無意識のうちに振り向いてしまったが、タオルでくるまれた咲夜の裸体を見てしまい、あわてて視線を前に戻す。

長い白銀の髪を可愛く結んでおり、いつもと違う雰囲気を漂わせる。


「あ、あの、どうでしょうか・・・」


「か、可愛いよ。よく似合っている・・・」


「あ、ありがとうございます///あ、あの結人さん・・・」


「どうしたの?」


背を向けながら咲夜に問いかける。

その声は恥ずかしさ半分、期待半分といった具合であった。


「結人さんのお背中を洗わせて下さい!」


「いいよ、お願いします、咲夜」


「では、失礼します。」



咲夜の温かい手を感じる。

とても気持ちがいい。


「気持ちいいよ、ありがと、咲夜。」


「どうもありがとうございます、久しぶりの試みで緊張しましたが気に入っていただけてなによりです。」



指を1本ずつ丁寧に洗っていく。


「では次は前を・・・」


「い、いやいいよ。前は自分でやるから・・・」


「いやいや遠慮なさらないでください、結人さん。」


「あ、うん。じゃあお願いします。」


断れる気がせず了承する。

もしこういう時に断ったら・・・

考えただけでも恐ろしい。


咲夜は正面に周り込むと結人に軽くキスをした後、頬を結人の腹筋に近付けると猫のようにこすりつけた。


とても気持ちよさそうだ。


「よし、これで終わりです!」


「ありがと、じゃあ次は僕がやるよ。向こうを向いて、咲夜」


「わ、私もですか?」


「いやっだった?」


「い、いえ、光栄です。是非ともお願いします。」


「じゃあ失礼しま~す。まずは髪の毛を洗うね。」


「はい///」


これ、とてもいいです♪

誰かに髪の毛を洗って貰う事は結人で2人目、そして2年ぶりぐらいだ。

大好きな人に洗って貰うというものがどれだけ気持ちがいいものかがよくわかる。


「あの、結人さん。
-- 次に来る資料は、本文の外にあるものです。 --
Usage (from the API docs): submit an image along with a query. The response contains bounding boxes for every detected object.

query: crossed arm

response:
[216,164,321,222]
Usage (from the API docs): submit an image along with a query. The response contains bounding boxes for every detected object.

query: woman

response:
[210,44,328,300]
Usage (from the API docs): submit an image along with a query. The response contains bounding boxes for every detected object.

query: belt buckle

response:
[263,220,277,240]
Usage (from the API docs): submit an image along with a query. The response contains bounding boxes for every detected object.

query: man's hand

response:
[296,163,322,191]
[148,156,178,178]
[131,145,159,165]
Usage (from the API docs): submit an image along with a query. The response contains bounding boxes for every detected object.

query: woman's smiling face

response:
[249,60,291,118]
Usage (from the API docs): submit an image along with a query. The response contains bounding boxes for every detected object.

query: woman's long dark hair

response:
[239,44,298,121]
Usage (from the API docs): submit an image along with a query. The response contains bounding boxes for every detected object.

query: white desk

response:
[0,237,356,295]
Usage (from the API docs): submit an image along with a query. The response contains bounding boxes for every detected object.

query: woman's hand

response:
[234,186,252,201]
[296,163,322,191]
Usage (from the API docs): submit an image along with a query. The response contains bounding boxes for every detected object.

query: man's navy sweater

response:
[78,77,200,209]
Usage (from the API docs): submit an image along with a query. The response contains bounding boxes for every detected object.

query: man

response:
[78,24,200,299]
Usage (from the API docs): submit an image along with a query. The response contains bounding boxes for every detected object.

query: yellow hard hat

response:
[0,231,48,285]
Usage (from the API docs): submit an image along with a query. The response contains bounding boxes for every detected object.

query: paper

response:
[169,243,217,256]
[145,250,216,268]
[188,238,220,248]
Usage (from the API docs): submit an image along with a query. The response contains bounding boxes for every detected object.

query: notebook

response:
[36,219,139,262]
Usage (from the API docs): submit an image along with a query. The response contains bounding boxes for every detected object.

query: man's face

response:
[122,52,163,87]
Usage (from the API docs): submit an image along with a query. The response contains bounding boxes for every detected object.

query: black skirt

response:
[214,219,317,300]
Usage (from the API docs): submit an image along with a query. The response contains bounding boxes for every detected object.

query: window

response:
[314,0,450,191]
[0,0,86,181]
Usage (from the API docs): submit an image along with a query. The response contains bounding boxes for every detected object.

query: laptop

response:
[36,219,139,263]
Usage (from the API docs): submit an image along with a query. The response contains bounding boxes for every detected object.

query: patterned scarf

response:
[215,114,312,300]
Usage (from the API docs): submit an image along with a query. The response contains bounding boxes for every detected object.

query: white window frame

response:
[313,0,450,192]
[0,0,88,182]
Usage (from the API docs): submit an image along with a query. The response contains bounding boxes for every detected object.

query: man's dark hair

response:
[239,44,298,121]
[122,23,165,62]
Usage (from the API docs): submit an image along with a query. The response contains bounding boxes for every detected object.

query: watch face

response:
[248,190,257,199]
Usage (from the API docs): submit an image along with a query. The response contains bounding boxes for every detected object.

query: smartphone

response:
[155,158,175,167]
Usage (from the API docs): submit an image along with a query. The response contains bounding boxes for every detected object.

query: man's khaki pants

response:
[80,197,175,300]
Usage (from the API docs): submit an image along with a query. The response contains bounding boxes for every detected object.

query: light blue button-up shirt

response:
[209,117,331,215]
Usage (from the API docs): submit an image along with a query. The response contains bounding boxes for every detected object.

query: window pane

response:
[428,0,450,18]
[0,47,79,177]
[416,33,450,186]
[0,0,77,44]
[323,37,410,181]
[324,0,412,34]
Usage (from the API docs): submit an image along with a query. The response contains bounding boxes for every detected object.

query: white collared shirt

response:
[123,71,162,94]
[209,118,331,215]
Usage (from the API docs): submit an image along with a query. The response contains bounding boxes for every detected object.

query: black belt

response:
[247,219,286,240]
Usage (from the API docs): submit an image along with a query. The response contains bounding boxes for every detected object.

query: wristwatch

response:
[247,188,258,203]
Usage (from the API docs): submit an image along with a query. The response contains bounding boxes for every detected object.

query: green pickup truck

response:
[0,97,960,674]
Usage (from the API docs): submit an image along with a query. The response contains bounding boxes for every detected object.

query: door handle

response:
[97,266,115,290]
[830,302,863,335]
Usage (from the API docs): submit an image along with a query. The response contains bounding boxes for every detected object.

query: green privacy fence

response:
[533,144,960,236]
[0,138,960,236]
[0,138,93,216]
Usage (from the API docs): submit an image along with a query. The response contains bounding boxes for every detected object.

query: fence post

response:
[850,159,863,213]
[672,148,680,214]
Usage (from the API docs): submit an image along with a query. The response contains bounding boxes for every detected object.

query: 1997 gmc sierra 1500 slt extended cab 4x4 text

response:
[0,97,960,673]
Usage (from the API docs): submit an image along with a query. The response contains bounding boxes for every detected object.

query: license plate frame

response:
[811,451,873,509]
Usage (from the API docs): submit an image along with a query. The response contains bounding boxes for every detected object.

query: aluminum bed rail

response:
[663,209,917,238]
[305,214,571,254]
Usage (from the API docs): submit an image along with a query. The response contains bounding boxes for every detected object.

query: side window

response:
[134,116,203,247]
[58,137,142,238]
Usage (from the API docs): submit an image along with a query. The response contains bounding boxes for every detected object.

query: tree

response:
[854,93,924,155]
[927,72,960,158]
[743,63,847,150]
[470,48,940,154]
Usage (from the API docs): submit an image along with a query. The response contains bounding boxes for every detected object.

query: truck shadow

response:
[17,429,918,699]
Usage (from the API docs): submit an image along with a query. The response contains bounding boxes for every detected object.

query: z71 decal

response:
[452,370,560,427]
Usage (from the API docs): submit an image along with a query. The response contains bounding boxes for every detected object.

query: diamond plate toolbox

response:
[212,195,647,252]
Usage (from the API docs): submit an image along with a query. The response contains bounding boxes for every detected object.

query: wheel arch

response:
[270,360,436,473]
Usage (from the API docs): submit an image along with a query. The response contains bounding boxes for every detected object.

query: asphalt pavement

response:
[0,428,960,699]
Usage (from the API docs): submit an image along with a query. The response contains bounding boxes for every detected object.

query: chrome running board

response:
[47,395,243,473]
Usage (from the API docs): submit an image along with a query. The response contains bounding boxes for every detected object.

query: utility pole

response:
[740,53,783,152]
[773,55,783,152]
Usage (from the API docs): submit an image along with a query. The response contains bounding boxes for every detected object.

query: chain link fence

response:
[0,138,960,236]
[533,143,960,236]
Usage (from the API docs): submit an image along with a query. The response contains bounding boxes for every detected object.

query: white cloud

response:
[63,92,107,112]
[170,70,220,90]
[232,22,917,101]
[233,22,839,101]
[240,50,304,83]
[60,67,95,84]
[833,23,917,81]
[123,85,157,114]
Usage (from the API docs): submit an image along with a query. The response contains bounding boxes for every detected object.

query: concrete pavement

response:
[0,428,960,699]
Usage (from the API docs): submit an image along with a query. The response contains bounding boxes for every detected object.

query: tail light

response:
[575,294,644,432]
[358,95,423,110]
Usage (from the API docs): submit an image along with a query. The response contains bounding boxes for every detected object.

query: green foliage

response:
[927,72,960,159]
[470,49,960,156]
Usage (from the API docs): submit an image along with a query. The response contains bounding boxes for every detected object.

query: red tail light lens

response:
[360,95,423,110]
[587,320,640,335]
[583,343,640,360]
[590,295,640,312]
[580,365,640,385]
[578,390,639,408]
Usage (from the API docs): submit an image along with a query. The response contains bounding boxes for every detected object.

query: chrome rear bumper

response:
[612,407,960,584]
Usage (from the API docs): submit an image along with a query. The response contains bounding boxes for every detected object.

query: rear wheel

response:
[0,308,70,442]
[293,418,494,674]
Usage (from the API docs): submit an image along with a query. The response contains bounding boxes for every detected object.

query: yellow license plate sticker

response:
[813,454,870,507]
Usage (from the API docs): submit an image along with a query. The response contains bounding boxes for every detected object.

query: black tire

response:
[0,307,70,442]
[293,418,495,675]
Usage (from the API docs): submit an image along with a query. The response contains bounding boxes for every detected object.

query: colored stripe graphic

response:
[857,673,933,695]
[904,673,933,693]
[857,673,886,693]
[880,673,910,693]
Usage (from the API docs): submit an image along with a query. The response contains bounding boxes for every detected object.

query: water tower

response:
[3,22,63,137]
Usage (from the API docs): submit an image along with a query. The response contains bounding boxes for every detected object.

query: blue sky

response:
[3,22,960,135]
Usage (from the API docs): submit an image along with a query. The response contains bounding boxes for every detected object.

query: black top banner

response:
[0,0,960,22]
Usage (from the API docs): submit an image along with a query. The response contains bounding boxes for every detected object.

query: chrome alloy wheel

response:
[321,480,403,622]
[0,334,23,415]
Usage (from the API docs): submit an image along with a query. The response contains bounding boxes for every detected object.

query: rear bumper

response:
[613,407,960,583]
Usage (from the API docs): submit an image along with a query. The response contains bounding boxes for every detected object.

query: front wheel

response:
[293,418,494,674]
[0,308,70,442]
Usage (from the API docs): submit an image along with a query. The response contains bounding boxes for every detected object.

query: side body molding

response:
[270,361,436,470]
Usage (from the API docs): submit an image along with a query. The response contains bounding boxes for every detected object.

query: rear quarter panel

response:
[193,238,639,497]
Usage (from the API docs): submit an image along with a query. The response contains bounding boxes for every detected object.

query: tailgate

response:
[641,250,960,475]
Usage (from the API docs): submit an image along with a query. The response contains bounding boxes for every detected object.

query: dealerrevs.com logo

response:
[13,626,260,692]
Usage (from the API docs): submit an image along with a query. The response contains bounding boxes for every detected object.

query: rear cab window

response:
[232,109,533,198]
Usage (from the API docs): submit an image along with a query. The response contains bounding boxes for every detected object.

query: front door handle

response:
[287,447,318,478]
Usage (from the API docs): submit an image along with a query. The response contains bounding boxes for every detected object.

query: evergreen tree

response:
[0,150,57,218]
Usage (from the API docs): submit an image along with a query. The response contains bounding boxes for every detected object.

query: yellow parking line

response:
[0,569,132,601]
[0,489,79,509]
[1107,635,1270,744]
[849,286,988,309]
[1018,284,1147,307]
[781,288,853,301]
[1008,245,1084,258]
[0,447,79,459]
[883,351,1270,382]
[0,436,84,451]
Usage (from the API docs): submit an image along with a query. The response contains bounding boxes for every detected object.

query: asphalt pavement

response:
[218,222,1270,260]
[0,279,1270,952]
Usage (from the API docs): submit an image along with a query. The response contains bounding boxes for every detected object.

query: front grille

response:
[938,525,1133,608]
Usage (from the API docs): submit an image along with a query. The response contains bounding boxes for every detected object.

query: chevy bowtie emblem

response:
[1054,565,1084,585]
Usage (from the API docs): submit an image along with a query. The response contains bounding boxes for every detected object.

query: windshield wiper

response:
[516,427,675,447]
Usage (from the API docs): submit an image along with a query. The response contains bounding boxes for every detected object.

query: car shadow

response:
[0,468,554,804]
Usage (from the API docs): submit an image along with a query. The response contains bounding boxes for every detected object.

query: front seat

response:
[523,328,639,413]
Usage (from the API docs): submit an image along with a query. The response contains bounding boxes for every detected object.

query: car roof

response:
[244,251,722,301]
タオルをとったらそこも洗って頂けますか?」


「ま、まぁいいけど・・・」


「では、是非よろしくお願いします。」


「おっけ~」


石鹼をとり手につけると咲夜の身体をゆっくりと洗う。

白い肌がとても綺麗だ。

いつも触れている彼女の肌だが、こうして露天風呂で触れるといつもと違った感覚に襲われる。


「・・・ん・・・っっん・・・」


「ご、ごめん。大丈夫?」


「は、はい。すごく気持ちよくて・・・続けて下さい。」


「わかった。」


「ん~~///」


「はい、これで終わり!下半身と胸は自分でやってほしいかな・・・僕は先に入ってるね。」



「わ、分かりました///」




先に湯船に浸かる。

身体全体が温まる。普段ならば心が落ち着くはずなのに今は心拍数が早まる一方だ。


しばらく黙って入っていると、身体を洗い終えた咲夜が「失礼します」と言って入って来た。


ダメだ、可愛すぎる・・・

破壊力がすさまじい。


タオルは傍に置いていて美しい彼女の裸体があらわになる。

真っ白な肌に強調された二つの山。サイズはそれ程大きくないが、張りがあって美しい。

恥ずかしそうに手で大事な所を隠しているが、咲夜の細くて白い腕では隠しきれていない。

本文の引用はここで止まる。